Exam-style practice questions
Practice questions written in the style of CCEA exam questions on this dot point, with worked answer explainers. The year tag is the paper they imitate, not the source.
CCEA A2 20206 marksState Newton's three laws of motion and give a sporting example of each.Show worked answer →
State each law precisely, then give a clear sporting example.
First law (inertia): an object stays at rest, or moves at constant velocity, unless acted on by an external force. Example: a stationary ball will not move until a player kicks it (applies a force).
Second law (acceleration): the acceleration of an object is proportional to the force applied and inversely proportional to its mass, often written as force equals mass multiplied by acceleration. Example: the harder a player strikes a ball (greater force), the greater its acceleration.
Third law (action and reaction): for every action there is an equal and opposite reaction. Example: a sprinter pushes back and down on the blocks, and the blocks push the sprinter forward and up with an equal and opposite force.
Markers reward each law correctly stated and a relevant sporting example for each.

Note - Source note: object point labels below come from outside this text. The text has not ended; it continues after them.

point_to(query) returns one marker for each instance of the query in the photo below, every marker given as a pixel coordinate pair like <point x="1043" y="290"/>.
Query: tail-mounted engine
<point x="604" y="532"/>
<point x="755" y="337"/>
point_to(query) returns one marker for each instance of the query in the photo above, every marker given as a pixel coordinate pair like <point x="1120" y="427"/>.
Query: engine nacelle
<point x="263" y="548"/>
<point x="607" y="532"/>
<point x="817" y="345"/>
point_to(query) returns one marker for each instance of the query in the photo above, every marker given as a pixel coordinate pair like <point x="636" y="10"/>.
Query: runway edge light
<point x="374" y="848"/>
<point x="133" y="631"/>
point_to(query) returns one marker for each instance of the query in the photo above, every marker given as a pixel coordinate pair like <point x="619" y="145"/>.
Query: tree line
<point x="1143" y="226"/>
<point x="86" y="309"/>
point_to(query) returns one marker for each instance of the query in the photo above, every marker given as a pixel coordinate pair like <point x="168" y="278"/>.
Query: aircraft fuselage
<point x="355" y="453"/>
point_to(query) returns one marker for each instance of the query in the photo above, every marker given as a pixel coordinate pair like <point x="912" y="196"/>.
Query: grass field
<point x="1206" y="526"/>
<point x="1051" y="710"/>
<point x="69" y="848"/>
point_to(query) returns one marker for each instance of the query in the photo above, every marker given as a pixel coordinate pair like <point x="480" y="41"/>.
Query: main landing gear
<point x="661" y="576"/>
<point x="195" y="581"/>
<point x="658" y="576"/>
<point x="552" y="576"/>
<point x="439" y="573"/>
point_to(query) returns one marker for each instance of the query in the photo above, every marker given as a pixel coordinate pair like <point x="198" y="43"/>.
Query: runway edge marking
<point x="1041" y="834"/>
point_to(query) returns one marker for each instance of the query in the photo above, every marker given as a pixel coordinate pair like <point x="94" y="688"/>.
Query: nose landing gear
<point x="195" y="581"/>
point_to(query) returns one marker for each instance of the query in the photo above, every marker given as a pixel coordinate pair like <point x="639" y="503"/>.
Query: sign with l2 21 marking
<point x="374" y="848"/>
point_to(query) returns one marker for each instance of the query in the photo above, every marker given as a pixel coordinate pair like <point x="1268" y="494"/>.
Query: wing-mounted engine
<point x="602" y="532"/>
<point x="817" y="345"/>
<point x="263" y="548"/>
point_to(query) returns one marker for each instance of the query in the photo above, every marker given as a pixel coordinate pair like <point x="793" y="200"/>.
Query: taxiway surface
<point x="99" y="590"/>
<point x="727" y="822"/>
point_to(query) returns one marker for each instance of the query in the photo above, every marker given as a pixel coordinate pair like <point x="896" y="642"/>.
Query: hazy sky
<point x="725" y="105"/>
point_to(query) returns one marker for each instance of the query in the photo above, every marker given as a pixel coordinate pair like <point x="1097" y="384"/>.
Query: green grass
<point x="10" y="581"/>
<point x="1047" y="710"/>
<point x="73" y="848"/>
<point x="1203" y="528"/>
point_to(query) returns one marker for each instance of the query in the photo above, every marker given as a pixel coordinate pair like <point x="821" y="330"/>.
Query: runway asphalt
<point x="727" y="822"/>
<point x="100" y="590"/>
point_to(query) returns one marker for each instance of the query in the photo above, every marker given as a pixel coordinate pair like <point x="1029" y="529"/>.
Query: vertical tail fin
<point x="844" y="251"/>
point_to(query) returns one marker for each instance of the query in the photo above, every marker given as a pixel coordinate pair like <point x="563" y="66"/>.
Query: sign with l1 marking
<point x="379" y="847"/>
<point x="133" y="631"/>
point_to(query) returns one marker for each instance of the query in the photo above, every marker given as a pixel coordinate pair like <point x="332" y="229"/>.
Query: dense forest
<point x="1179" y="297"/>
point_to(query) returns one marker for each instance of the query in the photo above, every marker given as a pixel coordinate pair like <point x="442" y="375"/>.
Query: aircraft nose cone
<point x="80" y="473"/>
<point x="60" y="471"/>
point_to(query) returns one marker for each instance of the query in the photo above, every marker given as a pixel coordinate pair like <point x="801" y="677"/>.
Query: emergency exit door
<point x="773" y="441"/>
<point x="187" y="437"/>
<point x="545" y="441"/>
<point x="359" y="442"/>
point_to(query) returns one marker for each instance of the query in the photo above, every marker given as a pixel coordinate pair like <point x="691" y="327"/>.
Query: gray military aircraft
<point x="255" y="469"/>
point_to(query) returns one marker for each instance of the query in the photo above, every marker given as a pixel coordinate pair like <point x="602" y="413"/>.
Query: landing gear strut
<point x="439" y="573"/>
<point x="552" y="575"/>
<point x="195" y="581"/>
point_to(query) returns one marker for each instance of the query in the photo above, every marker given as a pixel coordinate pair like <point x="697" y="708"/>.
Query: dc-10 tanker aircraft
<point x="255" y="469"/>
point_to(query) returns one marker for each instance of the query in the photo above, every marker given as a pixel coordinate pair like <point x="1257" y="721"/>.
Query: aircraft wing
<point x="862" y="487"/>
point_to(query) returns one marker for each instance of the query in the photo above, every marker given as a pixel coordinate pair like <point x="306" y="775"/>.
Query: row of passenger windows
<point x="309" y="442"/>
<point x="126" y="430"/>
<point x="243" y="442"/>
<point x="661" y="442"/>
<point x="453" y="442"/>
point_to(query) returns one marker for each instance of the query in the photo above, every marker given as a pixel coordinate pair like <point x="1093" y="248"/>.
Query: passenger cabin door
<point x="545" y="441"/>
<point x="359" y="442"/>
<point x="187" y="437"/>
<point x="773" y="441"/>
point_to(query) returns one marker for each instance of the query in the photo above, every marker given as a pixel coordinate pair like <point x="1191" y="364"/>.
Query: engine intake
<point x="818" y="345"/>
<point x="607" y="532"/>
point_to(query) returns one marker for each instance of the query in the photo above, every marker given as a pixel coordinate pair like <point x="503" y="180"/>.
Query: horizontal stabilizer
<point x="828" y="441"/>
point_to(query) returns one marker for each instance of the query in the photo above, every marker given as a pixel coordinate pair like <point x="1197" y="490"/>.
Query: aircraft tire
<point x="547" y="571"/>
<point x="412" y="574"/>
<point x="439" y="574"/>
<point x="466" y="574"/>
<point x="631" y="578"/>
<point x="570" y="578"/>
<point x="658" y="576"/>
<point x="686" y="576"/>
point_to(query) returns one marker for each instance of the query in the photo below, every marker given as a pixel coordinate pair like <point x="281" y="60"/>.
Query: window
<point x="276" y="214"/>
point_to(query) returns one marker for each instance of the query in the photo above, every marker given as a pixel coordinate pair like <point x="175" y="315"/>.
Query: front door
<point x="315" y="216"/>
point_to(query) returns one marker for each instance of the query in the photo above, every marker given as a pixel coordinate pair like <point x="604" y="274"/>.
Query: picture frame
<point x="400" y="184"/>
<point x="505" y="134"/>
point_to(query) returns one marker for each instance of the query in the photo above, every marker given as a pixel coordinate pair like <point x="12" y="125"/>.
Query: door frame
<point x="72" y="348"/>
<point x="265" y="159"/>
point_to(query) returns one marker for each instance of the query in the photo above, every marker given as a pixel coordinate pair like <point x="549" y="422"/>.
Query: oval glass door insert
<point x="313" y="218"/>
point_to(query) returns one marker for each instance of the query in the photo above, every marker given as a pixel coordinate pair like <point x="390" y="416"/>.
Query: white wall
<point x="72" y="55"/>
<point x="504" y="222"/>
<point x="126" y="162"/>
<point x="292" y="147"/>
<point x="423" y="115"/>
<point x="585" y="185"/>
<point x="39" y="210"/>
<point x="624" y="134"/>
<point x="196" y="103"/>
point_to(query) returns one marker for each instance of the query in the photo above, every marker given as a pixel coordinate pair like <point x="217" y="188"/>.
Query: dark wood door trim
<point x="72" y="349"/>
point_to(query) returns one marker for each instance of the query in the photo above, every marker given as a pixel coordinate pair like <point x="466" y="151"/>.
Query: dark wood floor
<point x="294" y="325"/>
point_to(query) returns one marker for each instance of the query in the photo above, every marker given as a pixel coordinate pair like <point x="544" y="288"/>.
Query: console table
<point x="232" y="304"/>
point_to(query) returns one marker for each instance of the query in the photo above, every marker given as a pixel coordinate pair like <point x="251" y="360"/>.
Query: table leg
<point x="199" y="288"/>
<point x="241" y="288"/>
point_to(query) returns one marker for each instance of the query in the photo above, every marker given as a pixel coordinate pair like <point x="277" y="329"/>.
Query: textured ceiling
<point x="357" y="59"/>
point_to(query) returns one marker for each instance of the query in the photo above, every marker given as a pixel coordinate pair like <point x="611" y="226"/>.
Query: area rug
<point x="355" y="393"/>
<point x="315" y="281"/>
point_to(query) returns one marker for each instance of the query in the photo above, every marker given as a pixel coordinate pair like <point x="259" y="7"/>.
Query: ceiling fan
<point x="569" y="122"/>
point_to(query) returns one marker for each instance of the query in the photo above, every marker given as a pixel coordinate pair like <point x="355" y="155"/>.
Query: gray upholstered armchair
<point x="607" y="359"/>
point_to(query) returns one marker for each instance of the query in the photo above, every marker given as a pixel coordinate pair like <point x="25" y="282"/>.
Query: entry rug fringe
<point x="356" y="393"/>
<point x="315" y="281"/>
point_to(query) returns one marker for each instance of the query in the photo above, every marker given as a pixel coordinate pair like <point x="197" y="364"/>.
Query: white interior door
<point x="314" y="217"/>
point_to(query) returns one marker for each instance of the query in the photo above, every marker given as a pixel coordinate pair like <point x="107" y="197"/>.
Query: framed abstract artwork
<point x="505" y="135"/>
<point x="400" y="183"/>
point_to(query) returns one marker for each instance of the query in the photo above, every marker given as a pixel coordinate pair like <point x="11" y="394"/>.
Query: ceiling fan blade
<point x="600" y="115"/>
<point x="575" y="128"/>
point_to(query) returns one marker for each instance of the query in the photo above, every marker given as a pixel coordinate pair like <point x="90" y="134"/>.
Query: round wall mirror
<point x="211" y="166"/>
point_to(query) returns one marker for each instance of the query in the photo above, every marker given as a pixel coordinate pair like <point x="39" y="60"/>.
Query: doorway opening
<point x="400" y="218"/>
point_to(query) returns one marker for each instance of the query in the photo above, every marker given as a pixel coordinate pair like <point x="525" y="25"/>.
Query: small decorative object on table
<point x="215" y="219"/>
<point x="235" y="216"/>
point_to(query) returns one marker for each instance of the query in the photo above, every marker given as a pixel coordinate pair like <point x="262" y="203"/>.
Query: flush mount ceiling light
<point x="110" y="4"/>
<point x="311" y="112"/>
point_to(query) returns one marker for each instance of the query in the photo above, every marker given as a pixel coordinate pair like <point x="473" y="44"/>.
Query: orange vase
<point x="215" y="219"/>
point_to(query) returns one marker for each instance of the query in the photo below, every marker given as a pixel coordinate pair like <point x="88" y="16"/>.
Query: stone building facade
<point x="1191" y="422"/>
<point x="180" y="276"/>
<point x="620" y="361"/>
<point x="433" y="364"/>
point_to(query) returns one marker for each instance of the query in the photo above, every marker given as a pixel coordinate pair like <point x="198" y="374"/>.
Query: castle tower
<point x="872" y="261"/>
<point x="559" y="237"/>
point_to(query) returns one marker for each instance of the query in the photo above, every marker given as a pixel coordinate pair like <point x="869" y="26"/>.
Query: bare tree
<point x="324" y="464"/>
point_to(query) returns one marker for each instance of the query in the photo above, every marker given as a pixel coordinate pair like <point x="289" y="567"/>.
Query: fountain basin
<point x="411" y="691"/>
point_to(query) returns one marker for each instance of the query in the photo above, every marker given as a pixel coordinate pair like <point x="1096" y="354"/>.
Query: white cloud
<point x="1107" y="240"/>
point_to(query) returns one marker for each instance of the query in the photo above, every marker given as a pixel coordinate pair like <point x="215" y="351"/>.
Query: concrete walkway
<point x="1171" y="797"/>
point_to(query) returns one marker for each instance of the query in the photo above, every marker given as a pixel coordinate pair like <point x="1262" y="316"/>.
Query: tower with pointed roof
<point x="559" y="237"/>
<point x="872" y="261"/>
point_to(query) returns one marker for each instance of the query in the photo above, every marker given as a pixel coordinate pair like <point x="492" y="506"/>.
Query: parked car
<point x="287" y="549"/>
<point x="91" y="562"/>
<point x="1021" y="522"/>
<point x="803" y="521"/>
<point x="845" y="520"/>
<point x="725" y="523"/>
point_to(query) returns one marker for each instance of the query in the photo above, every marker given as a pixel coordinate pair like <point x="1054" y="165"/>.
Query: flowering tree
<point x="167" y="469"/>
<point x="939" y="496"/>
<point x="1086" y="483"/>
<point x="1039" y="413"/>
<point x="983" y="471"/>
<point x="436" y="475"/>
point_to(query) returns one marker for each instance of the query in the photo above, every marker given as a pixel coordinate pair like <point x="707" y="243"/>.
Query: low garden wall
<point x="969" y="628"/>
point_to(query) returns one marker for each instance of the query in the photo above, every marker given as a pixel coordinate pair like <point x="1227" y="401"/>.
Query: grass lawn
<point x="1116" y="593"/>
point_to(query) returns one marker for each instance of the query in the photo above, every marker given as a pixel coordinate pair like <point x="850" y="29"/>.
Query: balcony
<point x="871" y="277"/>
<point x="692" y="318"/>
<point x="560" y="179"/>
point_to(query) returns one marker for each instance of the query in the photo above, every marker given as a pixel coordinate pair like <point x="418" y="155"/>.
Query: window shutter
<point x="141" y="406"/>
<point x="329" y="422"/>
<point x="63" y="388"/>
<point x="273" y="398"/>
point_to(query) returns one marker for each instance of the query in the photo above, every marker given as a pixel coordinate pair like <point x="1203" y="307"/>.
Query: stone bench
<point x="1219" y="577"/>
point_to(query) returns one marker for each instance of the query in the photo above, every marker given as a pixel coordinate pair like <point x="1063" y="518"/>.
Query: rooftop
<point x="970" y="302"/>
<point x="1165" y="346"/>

CCEA A2 20224 marksExplain what is meant by power in a sporting context and how it can be calculated.Show worked answer →
Define power, link it to sport, and give the calculation.
Power is the rate at which work is done, or the ability to apply a large force quickly. In sport it underpins explosive movements such as jumping, throwing and sprinting, where a large force must be produced in a very short time.
Power can be calculated as work done divided by the time taken, or equivalently as force multiplied by velocity. For example, a more powerful athlete applies the same force in less time, or a greater force at the same speed, producing a more explosive movement.
Markers reward a correct definition of power (rate of doing work, or force applied quickly), the link to explosive sport, and a correct calculation (work divided by time, or force multiplied by velocity).